Loveth Chukwu didn’t know much about the blockchain space (including the very popular cryptocurrency) at the onset. But, while offering financial advisory services with Morgate, she had several clients who had businesses in the blockchain space and made a lot of revenue.
“Sorting out their blockchain accounts was often a mess. The accounting was always very tacky”, she told me. The desire to not only simplify but automate blockchain accounting would lead Loveth to build a solution to this effect.
Loveth Chukwu speaks to Technext about her Journey into tech, her motivation for building a blockchain accounting solution, Counti and much more in this edition of women in tech.
How it started
Loveth has always been in the financial space, she earned her first degree in banking and finance from the University of Uyo and her MBA in financial Technology which she tells me she decided to do to enable her to get a better understanding of the fintech space.
“I got an MBA in fintech because I wanted to get an in-depth understanding of how fintech companies work, the nitty gritty. I wanted to go deeper, to understand the tech that powers fintech, so that I would have better standing to run another tech startup I may start”.
Before venturing into the blockchain space, Loveth founded Morgate financial services in 2018 with its core services being automating accounting for small and medium businesses.
While running Moorgate, she realized most of her revenue came from blockchain companies. And, this made her really curious. How were they able to make so much money? She also realized that their accounting system was quite different and complicated.
After she got the knowledge she needed from her MBA, Loveth’s curiosity led her to go into the blockchain space and she began trading crypto. She started by doing a lot of trades because she really wanted to have first-hand experience of how it all worked.
While trading, she wanted to track and calculate her transaction to ascertain if she had made a profit or loss, and then she realized that there was no accounting software in the blockchain space to do that.
Founding Counti Solutions
Realizing there was no accounting software to help calculate blockchain transactions, Loveth resorted to using excel but it didn’t give the desired result. She told me that “it came out very tacky and I didn’t find any solution so I resolved to build this solution myself.”
Loveth got the idea to build a solution that other people can pay for from a pain point. That was how she got the idea for Counti.
“People would come to me and ask me to teach them to use the excel method I was using for my crypto accounts and I began to teach people how to use it for a fee.

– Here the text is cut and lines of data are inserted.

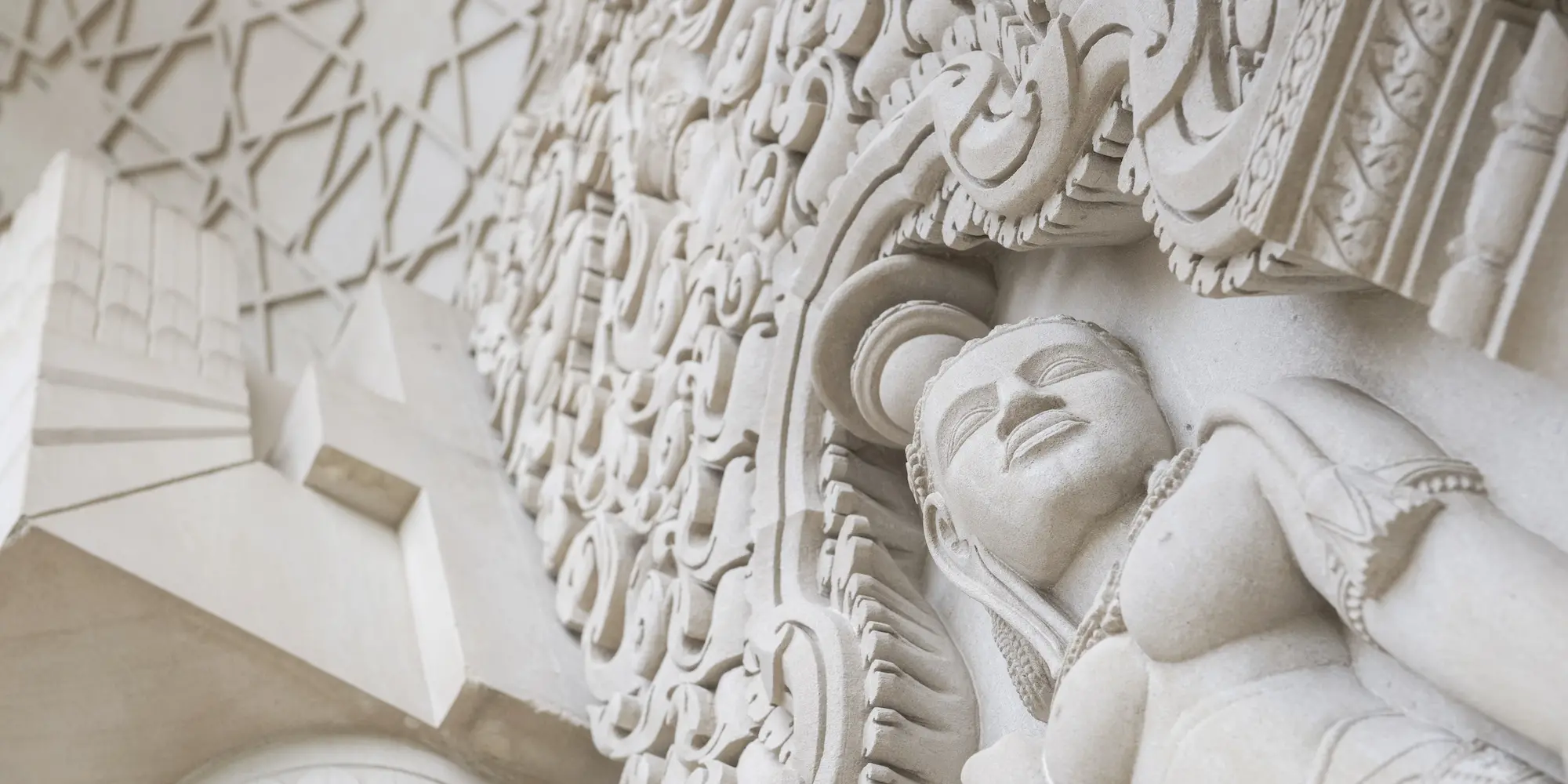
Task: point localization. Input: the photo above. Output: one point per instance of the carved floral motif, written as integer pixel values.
(731, 220)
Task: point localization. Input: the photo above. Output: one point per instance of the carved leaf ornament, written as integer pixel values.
(691, 328)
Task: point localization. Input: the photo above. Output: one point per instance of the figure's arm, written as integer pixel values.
(1443, 581)
(1483, 612)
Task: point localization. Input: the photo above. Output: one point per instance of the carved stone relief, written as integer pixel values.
(1210, 625)
(742, 238)
(325, 139)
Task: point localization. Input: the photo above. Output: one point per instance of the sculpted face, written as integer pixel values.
(1037, 435)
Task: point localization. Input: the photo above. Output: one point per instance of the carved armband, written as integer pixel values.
(1371, 521)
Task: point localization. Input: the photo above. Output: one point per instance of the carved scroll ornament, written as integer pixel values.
(735, 249)
(742, 572)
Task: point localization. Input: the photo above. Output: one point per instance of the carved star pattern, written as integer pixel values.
(325, 139)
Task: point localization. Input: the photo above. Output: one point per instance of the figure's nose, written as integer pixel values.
(1020, 404)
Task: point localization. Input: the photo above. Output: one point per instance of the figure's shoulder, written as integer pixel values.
(1343, 423)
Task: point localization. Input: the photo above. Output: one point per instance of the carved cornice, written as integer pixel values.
(739, 214)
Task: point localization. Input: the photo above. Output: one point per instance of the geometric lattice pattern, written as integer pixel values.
(324, 139)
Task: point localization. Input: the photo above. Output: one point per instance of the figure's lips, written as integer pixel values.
(1037, 432)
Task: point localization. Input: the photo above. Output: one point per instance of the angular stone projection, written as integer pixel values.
(173, 598)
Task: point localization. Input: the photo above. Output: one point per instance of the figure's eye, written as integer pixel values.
(1064, 369)
(970, 423)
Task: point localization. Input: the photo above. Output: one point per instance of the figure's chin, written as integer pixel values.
(1015, 760)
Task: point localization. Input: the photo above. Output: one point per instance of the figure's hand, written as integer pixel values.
(1015, 760)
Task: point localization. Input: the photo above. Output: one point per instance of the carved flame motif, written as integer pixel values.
(749, 603)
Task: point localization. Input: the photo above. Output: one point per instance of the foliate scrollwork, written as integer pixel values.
(631, 332)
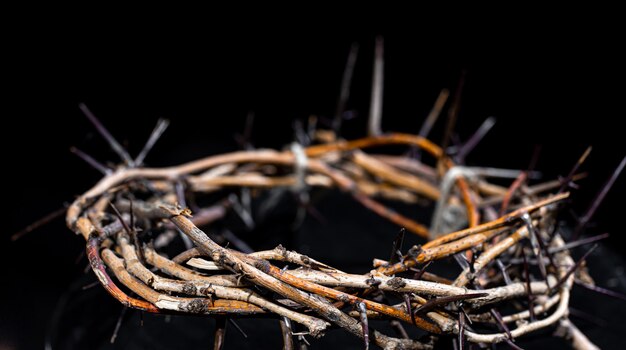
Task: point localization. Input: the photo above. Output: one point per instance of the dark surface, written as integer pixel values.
(542, 90)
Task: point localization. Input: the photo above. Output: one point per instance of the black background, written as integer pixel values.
(562, 89)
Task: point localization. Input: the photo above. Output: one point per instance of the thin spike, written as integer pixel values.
(461, 331)
(119, 217)
(584, 220)
(159, 129)
(453, 112)
(432, 303)
(397, 246)
(542, 247)
(435, 112)
(346, 82)
(601, 290)
(120, 319)
(570, 176)
(574, 267)
(588, 317)
(409, 309)
(236, 241)
(376, 101)
(91, 161)
(531, 310)
(285, 328)
(90, 285)
(364, 324)
(418, 275)
(220, 333)
(238, 327)
(471, 143)
(501, 323)
(507, 278)
(574, 244)
(399, 328)
(117, 148)
(40, 222)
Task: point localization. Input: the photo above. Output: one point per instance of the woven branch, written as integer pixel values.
(215, 280)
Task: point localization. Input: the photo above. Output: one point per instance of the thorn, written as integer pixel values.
(512, 345)
(220, 333)
(40, 222)
(471, 143)
(158, 130)
(117, 148)
(119, 217)
(453, 112)
(407, 302)
(91, 161)
(285, 328)
(467, 318)
(501, 323)
(397, 246)
(118, 324)
(238, 327)
(397, 326)
(574, 268)
(241, 211)
(364, 324)
(376, 101)
(434, 114)
(584, 220)
(507, 278)
(432, 303)
(246, 138)
(569, 177)
(542, 247)
(179, 188)
(237, 242)
(346, 83)
(531, 310)
(588, 317)
(418, 275)
(601, 290)
(574, 244)
(90, 285)
(461, 331)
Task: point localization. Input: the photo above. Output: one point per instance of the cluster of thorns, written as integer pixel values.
(516, 269)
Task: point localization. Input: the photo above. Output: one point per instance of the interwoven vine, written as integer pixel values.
(134, 213)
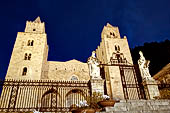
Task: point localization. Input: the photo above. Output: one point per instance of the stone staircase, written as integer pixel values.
(139, 106)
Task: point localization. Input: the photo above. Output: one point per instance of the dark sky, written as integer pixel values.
(73, 27)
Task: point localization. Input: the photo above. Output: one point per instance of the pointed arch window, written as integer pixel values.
(27, 56)
(24, 72)
(30, 43)
(117, 48)
(74, 78)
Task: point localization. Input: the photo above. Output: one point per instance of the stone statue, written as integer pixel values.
(94, 68)
(144, 66)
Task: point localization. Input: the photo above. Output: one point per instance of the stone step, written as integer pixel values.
(140, 106)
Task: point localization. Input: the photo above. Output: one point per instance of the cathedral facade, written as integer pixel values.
(33, 82)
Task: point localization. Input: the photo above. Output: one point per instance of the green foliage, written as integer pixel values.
(93, 100)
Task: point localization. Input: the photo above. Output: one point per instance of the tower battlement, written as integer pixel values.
(35, 27)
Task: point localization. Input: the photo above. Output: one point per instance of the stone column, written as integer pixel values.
(151, 88)
(97, 85)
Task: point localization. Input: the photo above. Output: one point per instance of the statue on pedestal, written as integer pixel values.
(144, 66)
(94, 68)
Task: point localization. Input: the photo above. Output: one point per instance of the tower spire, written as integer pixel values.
(37, 20)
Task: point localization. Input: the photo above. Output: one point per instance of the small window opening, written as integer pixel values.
(26, 56)
(32, 42)
(74, 78)
(24, 72)
(29, 56)
(116, 48)
(29, 43)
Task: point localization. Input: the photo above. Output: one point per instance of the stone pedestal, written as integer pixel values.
(151, 88)
(97, 85)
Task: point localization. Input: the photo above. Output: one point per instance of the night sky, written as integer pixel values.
(73, 27)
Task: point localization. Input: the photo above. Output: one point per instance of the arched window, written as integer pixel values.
(74, 78)
(26, 56)
(32, 42)
(116, 48)
(24, 72)
(29, 56)
(29, 43)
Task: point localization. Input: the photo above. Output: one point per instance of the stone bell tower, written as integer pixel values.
(113, 50)
(29, 56)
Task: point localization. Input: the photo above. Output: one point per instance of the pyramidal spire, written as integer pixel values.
(37, 20)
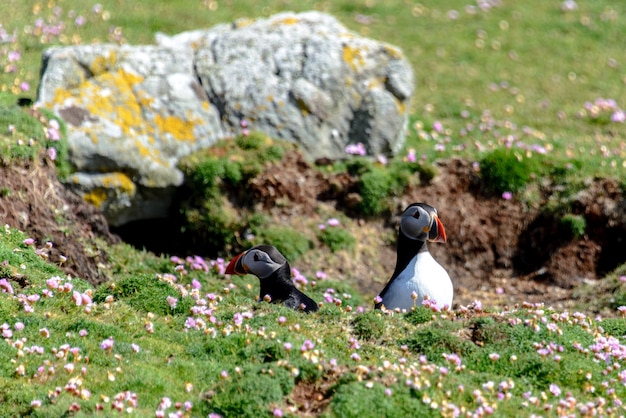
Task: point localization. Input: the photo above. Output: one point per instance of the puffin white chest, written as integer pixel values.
(424, 276)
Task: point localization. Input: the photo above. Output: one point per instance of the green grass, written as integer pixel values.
(515, 76)
(220, 351)
(520, 71)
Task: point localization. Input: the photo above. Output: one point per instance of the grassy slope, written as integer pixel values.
(525, 64)
(213, 365)
(236, 357)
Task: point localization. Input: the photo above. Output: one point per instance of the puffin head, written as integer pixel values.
(260, 260)
(420, 222)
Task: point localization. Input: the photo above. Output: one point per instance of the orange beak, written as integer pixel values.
(236, 266)
(437, 232)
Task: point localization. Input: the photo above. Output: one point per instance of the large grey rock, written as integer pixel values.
(134, 111)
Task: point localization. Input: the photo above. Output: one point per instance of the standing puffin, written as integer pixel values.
(274, 272)
(417, 272)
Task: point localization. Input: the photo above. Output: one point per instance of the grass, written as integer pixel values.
(187, 340)
(479, 82)
(174, 336)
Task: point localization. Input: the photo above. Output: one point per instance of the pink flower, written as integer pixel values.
(107, 344)
(555, 390)
(307, 345)
(356, 149)
(333, 222)
(13, 56)
(5, 286)
(52, 153)
(619, 116)
(172, 301)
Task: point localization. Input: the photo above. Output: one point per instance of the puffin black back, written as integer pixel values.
(274, 273)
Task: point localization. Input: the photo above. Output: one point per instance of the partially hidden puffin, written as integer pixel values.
(417, 275)
(274, 273)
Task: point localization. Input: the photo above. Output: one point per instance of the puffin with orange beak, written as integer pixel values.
(274, 273)
(417, 275)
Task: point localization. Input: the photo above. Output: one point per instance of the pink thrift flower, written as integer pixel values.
(52, 153)
(555, 390)
(172, 301)
(333, 222)
(411, 156)
(320, 275)
(107, 344)
(5, 286)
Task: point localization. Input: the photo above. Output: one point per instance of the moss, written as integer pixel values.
(246, 394)
(369, 325)
(506, 170)
(291, 243)
(145, 293)
(337, 238)
(213, 204)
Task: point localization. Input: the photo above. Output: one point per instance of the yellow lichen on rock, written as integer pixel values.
(96, 197)
(287, 21)
(120, 182)
(353, 57)
(180, 129)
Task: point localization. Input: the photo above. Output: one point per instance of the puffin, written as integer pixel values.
(274, 273)
(417, 273)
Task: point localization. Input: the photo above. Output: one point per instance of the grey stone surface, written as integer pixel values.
(134, 111)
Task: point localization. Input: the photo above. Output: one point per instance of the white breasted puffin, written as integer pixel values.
(274, 273)
(416, 269)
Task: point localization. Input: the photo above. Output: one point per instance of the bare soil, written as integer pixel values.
(499, 251)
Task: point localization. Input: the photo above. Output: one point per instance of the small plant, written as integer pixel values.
(369, 326)
(419, 315)
(335, 237)
(574, 224)
(145, 293)
(291, 243)
(214, 179)
(505, 170)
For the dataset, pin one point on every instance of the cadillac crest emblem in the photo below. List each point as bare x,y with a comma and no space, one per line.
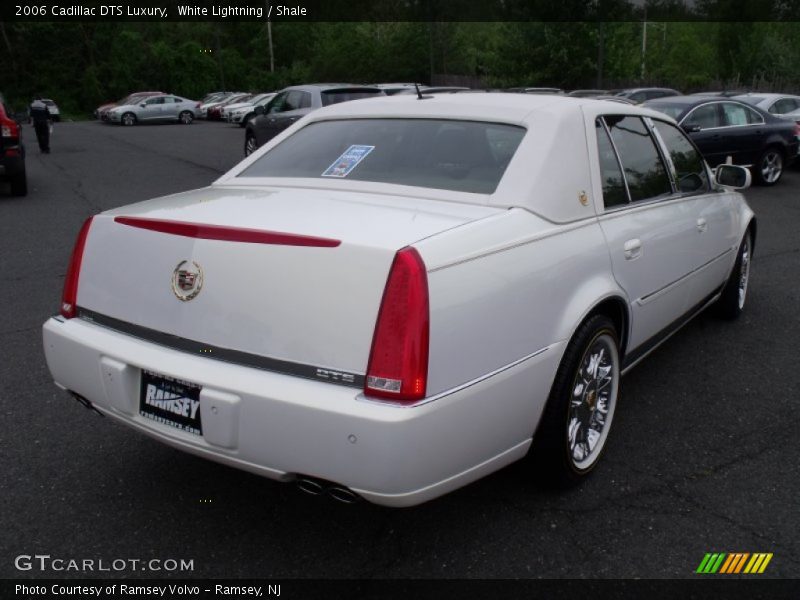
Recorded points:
187,280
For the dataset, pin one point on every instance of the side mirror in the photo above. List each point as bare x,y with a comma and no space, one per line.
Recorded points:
732,177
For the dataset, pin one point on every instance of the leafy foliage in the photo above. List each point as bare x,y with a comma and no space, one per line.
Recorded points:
84,64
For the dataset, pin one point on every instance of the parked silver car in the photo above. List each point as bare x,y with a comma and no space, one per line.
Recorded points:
157,108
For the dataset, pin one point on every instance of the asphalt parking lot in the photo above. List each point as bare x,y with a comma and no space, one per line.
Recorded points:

Even at that, I would still get requests from people asking me to help them out or if there is s software they could just plug in to do the calculations.”
Although Counti is live, Loveth tells me that the app is going through the Alpha testing stage and is only available on the android PlayStore. The testing is private and only available to private crypto communities at the moment for just a few months.
She adds that the solution has been created with everyone in the blockchain space in mind:
“I set out to create this solution with the aim of building an application that is tailored for the blockchain sector. So, if you are in crypto, if you are in NFT, if you’re a trader, a market maker, if you own a coin, a token, everything blockchain literally, so long as you are there to make money then you will always want to track what you have done if you have made profit or loss”, she says.
Loveth does not mince words when asked about challenges as a woman in tech. She tells me that the challenges have been enormous. Top of the list for her is the challenge of working with tech talents, especially working with Nigerian tech talents.
“I decided to use Nigerian tech talents to build Countio. I learnt that many Nigerian tech talents are still in the growing stages. I experienced a lot of uncouth behaviour, and incivility, Many are very money-driven and there is also the part of them intentionally delaying the work because they know they will be paid by the end of the month.”
Loveth tells me her most memorable moment has been getting accepted into the first stage of YCombinator (YC), a venture capitalist platform, with Counti being the only startup in that cohort providing solutions in the Blockchain accounting sector.
Also, having the first part of the product presented at YC was very memorable for Loveth, as sort of validated what she and her team is doing. Also, making it to the funding stage is a big deal for her. She reveals that they are waiting to hear announcements of the startups that would be backed by YC, soonest.
Advice for women in tech
“A lot more women need to come into the tech space as the gap is still too much”, is Loveth’s piece of advice to women in tech.
“Many women in Nigeria are mostly in UI/UX but in the core programming areas like frontend and backend, you find very few women in these spaces. So I would advise women to challenge themselves to learn the hard things as it makes them emboldened to present themselves to whatever opportunity is available”.